私たちのやり取りを見ていた茉希が、茉希のロマンティックお花畑が発動したのか、壮年の火消しに少し興奮気味に尋ねた。
「絵馬さんがあだ名を付ける事って、そんなに珍しいのですか?」
「ちょっ、茉希ーー」
「嬢ちゃん。お嬢はなぁーー、小せェ頃から気になった人や物にあだ名を付ける癖があってよォ。紺炉中隊長には、”紺炉お兄ちゃん"で若はーー」
「あああーーーー‼︎」
耐えきれず、私は大声で誤魔化す。顔に熱が溜まっていくのを感じながら、壮年の火消しの背中を無理やり押して、ヒカヒナにお願いした。
「ヒカゲッ‼︎ヒナタッ‼︎今度、美味しい団子屋連れて行くから、この人を向こうにやって‼︎」
「団子ーー‼︎絶対だぞ、絵馬ーー‼︎」
「姉々ーー‼︎約束守れよーー‼︎」
ヒカヒナは目を輝かせながら、私の願いを聞き入れて壮年の火消しを私たちから離れるように誘導してくれた。私は、ヒカヒナと壮年の火消しの後ろ姿を見送ってから振り返り、みんなに向かって言った。
「良い、みんな‼︎今のことは忘れること‼︎分かった⁉︎」
私を見つめる茉希は、頬を薄ら赤くしながら「はーい」と答え、シンラとタマキは、戸惑いながらも頷く。アーサーは、
「フッ……。画家は、俺をお兄ちゃんだと?騎士王を弟ではなく兄と呼ぶのか、見る目があるな」と何故か嬉しそうだが、今の私には突っ込む気力は残っていなかったため、黙って見過ごすことにした。
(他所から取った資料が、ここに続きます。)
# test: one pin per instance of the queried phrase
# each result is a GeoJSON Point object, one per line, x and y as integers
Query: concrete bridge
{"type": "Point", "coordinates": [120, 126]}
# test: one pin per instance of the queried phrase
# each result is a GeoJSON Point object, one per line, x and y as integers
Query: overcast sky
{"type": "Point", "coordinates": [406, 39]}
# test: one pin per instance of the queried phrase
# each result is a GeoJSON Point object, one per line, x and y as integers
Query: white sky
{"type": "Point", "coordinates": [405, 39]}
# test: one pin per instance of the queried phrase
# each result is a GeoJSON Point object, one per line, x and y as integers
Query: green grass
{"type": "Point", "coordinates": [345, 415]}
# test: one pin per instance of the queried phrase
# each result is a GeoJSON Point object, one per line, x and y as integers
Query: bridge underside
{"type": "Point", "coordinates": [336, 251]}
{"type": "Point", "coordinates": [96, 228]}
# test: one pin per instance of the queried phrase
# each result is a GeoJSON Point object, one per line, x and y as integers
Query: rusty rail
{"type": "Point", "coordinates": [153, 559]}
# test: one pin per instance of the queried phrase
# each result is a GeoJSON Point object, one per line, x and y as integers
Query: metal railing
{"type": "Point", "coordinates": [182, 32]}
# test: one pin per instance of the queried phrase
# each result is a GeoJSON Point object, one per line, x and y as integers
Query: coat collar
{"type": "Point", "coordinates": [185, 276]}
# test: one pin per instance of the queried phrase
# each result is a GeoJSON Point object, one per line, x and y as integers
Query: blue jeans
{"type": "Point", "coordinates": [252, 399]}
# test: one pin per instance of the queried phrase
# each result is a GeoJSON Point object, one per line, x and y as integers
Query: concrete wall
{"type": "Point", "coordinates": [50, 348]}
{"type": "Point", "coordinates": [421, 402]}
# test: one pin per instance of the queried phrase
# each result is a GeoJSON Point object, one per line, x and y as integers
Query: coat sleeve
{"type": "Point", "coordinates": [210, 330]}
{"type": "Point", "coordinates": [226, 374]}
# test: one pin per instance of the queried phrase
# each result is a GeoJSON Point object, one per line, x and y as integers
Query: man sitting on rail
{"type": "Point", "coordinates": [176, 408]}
「茉希、アイリスは第8の教会にお留守番しているの?」
熱が冷めた私は、茉希に尋ねてみる。茉希は頷きながら答えた。
「はい。絵馬さんがいると分かっているのですが、原国主義者が多い第7ということで、アイリス様を置いてきてしまったし……第8を空けて出てきているあいだ、第5に留守番してもらってる訳です」
「第5には、火華大隊長がいるから、アイリスにとっては心強いね!」
「そうですね。先程、シンラが第7の大隊長と桜備大隊長が話をすると聞きましたので、早く調査が始められたらいいんですけど……」
「大丈夫だよ!茉希。紅丸がさっき言っていたけど、協力はするって!」
「本当ですか⁉︎絵馬さん」
茉希は私の顔を見て嬉しそうに笑った。近くにいたシンラが夜空を見上げる。
「どちらにしろもう遅いし……調査は明日以降だな」
私たちの会話を聞いていた火消しの一人がシンラに言った。
「今日は、どうすんだ?第8に戻るのかい?せっかくだから詰め所に泊まってったらいいんじゃねェか。なぁ、絵馬ちゃん!」
火消しは私の方へ振り向き、笑みを浮かべる。
「お嬢達がいる詰所では、いつもどこのどいつかも判らねェ奴が泊まってったりしてんだ。気にするこたぁねェよ」
別の火消しが笑いながら言う。ここにはいない桜備大隊長と火縄中隊長以外の第8のメンバーの視線が、私に集まった。
「皆、泊まって行く?私は大歓迎だよ!」
盛り上がる火消し達に、私は言い放った。また笑い声が上がる。
「十二小隊長も言っていることだし。なぁ、ねェちゃんッ‼︎」
若い火消しの二人がタマキに向かって言う。タマキは、若い火消しの言葉の意味を理解し、声を荒げて叫んだ。
「何、期待してんだよ‼︎」
「ほらぁ!隊員をからかわないの……まったく」
私は呆れながらも笑う。その笑いに釣られて、周りも爆笑の渦に包まれた。その時だった。
突然、足元から突き上げるような地響きとともに、遠方にもうもうたる粉塵が舞い上がる。
「敵襲⁉︎」
粉塵を見て驚く茉希。私は高鳴る心臓を抑えつつ、火消し達に向かって命令を出した。
「皆はここで待機‼︎火消しの一人は、ヒカゲとヒナタを安全な場所へ誘導!それと、詰所内の何処かにいる紺炉に状況報告をして‼︎」
「合点!承知‼︎」
火消し達の声が揃う。一人の若い火消しが私に向かって尋ねた。
「絵馬小隊長は?」
「私は、ここにいる第8の皆と一緒に、粉塵が上がった場所に行ってくる!」
私は法被を着直し、腰ベルトに装着しているポーチに槍伸縮型が入っているかを確認する。槍伸縮型のメモリは残り2メモリとなっているが、もしもの場合は、近くにいる第三世代の能力者から炎を少し分けてもらおう。
若い火消しの顔を見ると、私と目が合い、頷きながら火消しが言った。